La instauración de esta forma de la Monarquía de Juan Carlos de Borbón fue acompañada, además, por la introducción en la Constitución de 1978 de toda una serie de preceptos que configuran a dicha institución con perfiles claramente antidemocráticos. La clave de bóveda de esta grave contradicción constitucional ra­dica en que el artículo 1.2 proclama que “la soberanía nacional reside en el pueblo español, del que emanan los poderes del Estado”, y por otro lado el artículo 56, apar­tado 3, establece que “la persona del Rey es inviolable y no está sujeta a responsabili­dad”. Flagrante vulneración del principio de igualdad entre todos los españoles que proclama la misma Constitución.
 
Treinta y cinco años después de aprobada la Constitución que ha regido desde entonces la vida de nuestra sociedad, tenemos la firme convicción de que ha llegado el momento de poner fin a tamaña anomalía.

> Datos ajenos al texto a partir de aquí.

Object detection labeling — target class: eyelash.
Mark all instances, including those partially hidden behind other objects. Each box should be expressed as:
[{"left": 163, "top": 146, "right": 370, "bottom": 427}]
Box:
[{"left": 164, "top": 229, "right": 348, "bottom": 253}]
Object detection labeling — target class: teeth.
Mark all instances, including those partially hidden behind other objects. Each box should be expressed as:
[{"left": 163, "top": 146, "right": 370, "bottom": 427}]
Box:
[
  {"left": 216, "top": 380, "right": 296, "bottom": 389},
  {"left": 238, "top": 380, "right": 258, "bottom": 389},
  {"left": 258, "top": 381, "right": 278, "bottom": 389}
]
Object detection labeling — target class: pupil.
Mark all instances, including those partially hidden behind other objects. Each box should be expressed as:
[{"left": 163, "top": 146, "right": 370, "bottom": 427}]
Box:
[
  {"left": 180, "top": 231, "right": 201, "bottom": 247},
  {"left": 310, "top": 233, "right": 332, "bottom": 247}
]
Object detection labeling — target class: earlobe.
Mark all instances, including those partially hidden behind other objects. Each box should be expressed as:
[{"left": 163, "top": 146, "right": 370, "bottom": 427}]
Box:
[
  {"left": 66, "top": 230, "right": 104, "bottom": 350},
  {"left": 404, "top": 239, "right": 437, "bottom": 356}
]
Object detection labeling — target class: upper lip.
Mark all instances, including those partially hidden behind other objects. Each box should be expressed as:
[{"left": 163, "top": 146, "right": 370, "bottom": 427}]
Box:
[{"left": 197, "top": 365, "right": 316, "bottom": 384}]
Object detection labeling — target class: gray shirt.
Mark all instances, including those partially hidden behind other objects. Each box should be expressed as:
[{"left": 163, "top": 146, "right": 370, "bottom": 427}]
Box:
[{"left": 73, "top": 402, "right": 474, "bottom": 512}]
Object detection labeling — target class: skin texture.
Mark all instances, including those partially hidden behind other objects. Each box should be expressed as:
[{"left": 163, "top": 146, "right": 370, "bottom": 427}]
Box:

Es evidente que los escándalos de todo orden que han salpicado últimamente a la Casa Real han contribuido a acre­centar la desafección entre la ciudadanía hacia la persona del rey y su familia. Para nosotros, no es una cuestión de personas, sino de la institución monárquica en sí, a la que consideramos obsoleta, anacrónica y contraria a los principios de la democracia, conforme a la cual todos los que nos representan han de ser libremente elegidos por el pueblo, incluido el jefe del Estado.
 
La profunda crisis que vive hoy nuestro país- no solo económica, sino también política y moral-, recuerda, salvando las distancias temporales que nos separan de aquel periodo histórico, la vivida en las postrimerías de la dictadura de Primo de Rivera, que desembocó en el advenimiento de la II República. La Agrupación al Servicio de la República lanzaba entonces un llamamiento a favor de la instauración en España de un régimen republicano. “La Monarquía de Sagunto”- decía ese lla­mamiento- “ha de ser sustituida por una República”. Pero, dado que la Monarquía no iba a ceder “tan galantemente”, y el paso a un sistema de poder público solo se rendiría “ante una formidable presión de la opinión pública”, era urgentísimo or­ganizar esa presión, haciendo que “sobre el capricho monárquico” pesase “con suma energía la voluntad republicana de nuestro pueblo”. La Monarquía de hoy, surgida por imposición de un régimen dictatorial y perpetuada por los pactos concertados por los partidos de izquierda con la derecha postfranquista, tampoco es representa­tiva de esa voluntad.